Sigourney Weaver_Donostia Award - Getty - H 2016
Getty Images

Sigourney Weaver_Donostia Award - Getty - H 2016

The actress reflects on women's roles, her first-ever film fest and Hillary Clinton.

Sigourney Weaver on Wednesday graced the stage at the 64th San Sebastian International Film Festival to accept the Donostia Award for lifetime achievement, after wowing fans in her walk up the red carpet for the Spanish premiere of her latest work, A Monster Calls, directed by J.A. Bayona.

“Tonight I am Spanish. It is a great honor for me to receive this award from all of you in a country I love and whose artists I admire so much and to receive it from our director, Bayona, is a great thrill,” Weaver said, after accepting the statuette from the helmer.

Weaver spoke fondly of her first trip to San Sebastian in 1979 with the small sci-fi film Alien and how exciting it was to be as a young girl at her first film festival, watching the complete movie for the first time.

But it was when the actress spoke of women, directors she has worked with and Hillary Clinton — whom she called “President Clinton” — earlier in the day, that she seemed most passionate, even arguing with a journalist who claimed men have better roles than women in Hollywood.

“Men have more roles, but I don’t think they have better roles,” Weaver countered. “I don’t sit around envying Russell Crowe for his roles. Our landscape has changed and I feel that’s reflected in movies. I’m often asked to play roles that traditionally would have gone to men.”

On that note, she added, “It’s exciting in the U.S. now that it looks like we are finally going to have a woman president. It’s overdue. I think a lot of the progress we made is now coming to fruition.”
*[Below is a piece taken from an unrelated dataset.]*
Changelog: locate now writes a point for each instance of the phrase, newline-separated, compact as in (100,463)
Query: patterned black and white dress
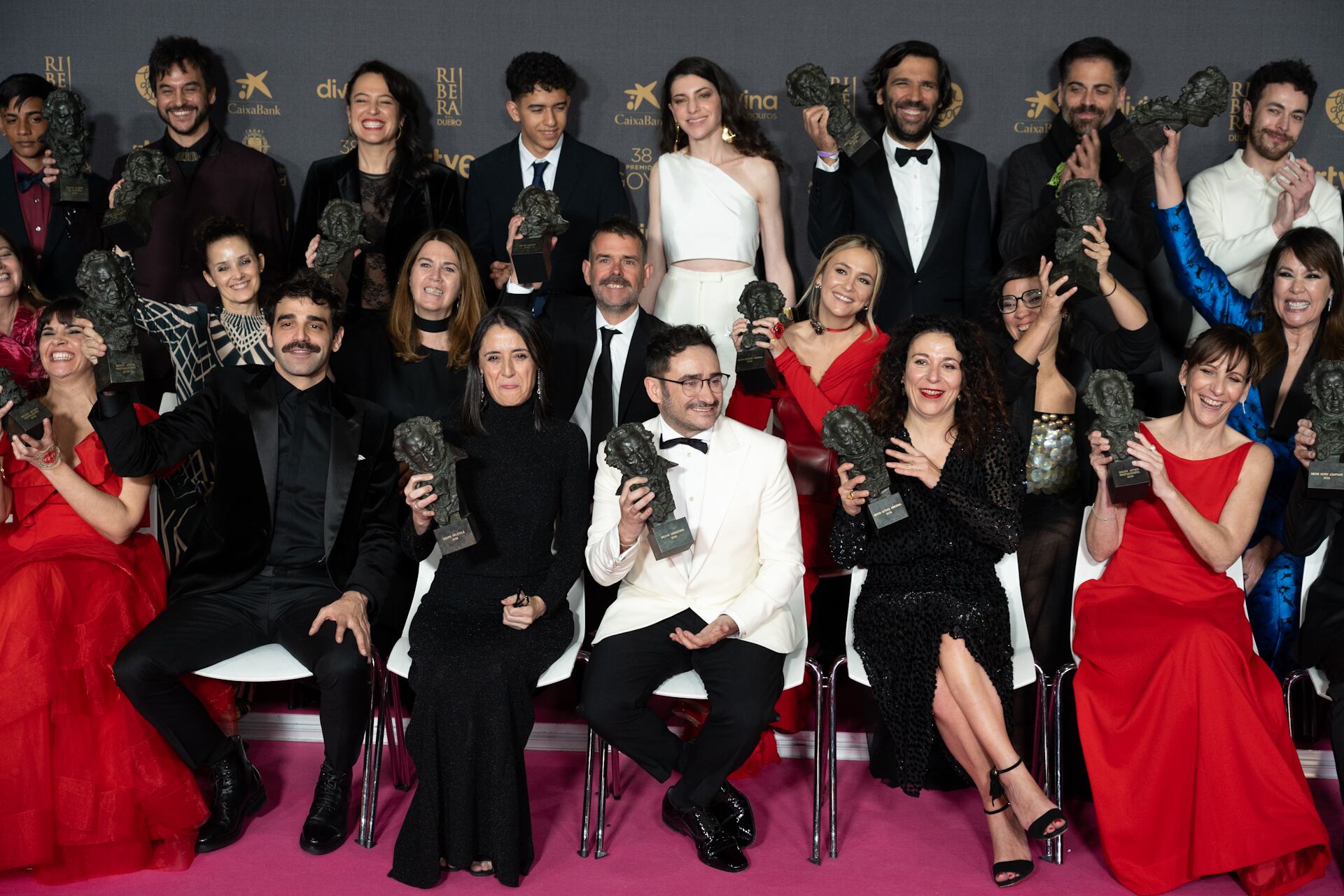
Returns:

Asked to speak of the many important filmmakers who have directed her, including such celebrated directors as Peter Weir, Ridley Scott, James Cameron, Ang Lee, Roman Polanski, Woody Allen and David Fincher, Weaver said she was “lucky” to work with so many, but singled out Weir as having “taught me how to adapt to the chaos of film, because I’m from theater.”

The actress said that Bayona, whom she called “Jota,” was “right up there with Fincher.”
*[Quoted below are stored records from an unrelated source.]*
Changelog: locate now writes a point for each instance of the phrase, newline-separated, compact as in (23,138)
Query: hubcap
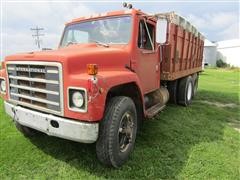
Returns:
(125,132)
(189,92)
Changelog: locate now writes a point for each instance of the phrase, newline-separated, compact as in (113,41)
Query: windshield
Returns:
(115,30)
“His talent is very unique, but he is his own director," she said. "Very Spanish, filled with passion, confidence and honesty. His connection to the material is instinctive, which is amazing to find that in such a young man. He was definitely the captain of our ship.”

Indeed, Weaver glowed when talking about working not only with Bayona, but in Spain.
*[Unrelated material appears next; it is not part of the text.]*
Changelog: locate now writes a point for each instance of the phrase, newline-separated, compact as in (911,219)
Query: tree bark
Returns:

“Spain is one of my favorite places to work. In Spain, making movies is still considered a noble effort. Commerce is secondary, although it’s still important, but it’s not everything," she explained. "This is a place where the crew has actually read the script and when you are working you feel them sending energy to you, rooting for the scene to go well.”

A Monster Calls, which was produced by Spain’s Apaches Ent., Telecinco Cinema and Peliculas La Trini, with backing from Focus Features, River Road, Participant Media and Lionsgate, is set for release in the U.S. through Focus on Oct. 14.